Some hospitals say they have found no significant evidence that the drugs work.
Others say the drugs are too expensive or require too much research and development.
But for some, they’re simply rejecting the medication because it’s not working.
The VA, the federal government’s largest health insurer, is not the only agency to face questions about the efficacy of a drug.
Hospitals are also facing questions about whether their use of drugs to treat certain cancers is medically justified.
Some are not only rejecting the medications, they are also refusing to provide them.
Some are refusing the drugs in large part because the drugs do not work, say doctors and patients who have spoken out.
But others are rejecting the drugs because the drug has been approved but it has not been tested or proven effective.
The agency has a long history of rejecting medications to treat cancer and other diseases.

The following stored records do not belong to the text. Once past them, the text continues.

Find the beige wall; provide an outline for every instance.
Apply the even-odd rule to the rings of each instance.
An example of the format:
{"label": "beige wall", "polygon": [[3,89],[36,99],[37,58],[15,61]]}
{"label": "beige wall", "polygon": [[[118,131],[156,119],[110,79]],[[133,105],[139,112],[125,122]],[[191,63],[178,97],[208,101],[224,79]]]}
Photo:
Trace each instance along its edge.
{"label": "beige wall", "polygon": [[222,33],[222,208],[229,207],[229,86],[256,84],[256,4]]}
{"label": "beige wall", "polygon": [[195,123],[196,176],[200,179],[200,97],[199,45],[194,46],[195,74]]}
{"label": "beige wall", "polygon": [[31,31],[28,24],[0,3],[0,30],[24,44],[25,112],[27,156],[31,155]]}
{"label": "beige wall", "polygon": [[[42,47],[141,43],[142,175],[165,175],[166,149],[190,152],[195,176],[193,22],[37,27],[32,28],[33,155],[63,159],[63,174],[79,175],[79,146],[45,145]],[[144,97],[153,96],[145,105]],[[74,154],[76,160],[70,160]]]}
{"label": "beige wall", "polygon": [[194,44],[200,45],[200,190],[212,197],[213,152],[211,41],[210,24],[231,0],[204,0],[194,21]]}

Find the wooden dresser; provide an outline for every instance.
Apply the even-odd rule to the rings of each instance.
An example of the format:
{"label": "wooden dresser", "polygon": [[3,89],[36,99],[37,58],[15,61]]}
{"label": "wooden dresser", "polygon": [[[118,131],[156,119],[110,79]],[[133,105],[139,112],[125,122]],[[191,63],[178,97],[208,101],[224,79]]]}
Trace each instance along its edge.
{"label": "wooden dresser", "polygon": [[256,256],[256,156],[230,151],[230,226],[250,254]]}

It approved a drug for a rare genetic condition called cystic fibrosis, which affects the lungs, in 2006.
In 2011, the agency denied another drug for treating Crohn’s disease, the most common cause of gastrointestinal problems.
In 2015, the VA said it was delaying a drug used to treat multiple sclerosis because it was not effective.
The agency said in 2014 that it had approved a new drug to treat a rare disease called primary myeloid leukemia, which was not proven to be cancer-causing.
The drugs approved for cancer patients are also not effective for other diseases, including diabetes.
The most recent controversy over the VA’s use of chemotherapy drugs was over an approval for a new cancer drug called TNF-alpha.
The drug is used to help fight cancerous cells in the blood and in bone marrow.
In a recent letter, the department said TNFalpha did not work for cancer.
The letter was dated June 12, just weeks after the agency’s rejection of TNFbeta, a drug that was approved in 2014.TNFalpha was a new treatment that was developed by the company BioNTech that is being marketed under a different brand name, TNFα.
BioNTec had already received approval to sell TNFAlpha as a cancer treatment.
It is the first drug approved by the FDA to treat primary myematic leukemia.
The U.S. Food and Drug Administration is not reviewing the approval for TNFBeta, which is being developed by a separate company.
But the agency did issue an opinion in March that said the drug is not effective against the most commonly treated forms of myelodysplastic syndrome, a genetic disorder that causes painful and sometimes deadly bone marrow cell changes in bone cells.
The FDA said the drugs have not been shown to be safe for treatment of the disorder.
Teflon has long been used in hospitals for disinfection, and some doctors and nurses say they believe the drugs also may be harmful.
Some have said the use of Teflon in hospitals and nursing homes is unnecessary and could cause harm to patients.
Some health care workers say that despite what they are hearing from doctors and nursing home administrators, the drugs can work.
“When you see that you’re being told by your supervisor to go to the hospital, you feel like you’re dying,” said Dr. Roberta Wainstein, the president of the American College of Nurse-Midwives.
“That is not going to happen.”
Dr. Wainstin is also concerned about what could happen if a patient takes the drug for other reasons.
“They might decide they want to go back home and try to get chemotherapy again,” she said.
“It is not really safe to go into a nursing home and be told to stay there and not go back.”
The department has not publicly commented on the issue.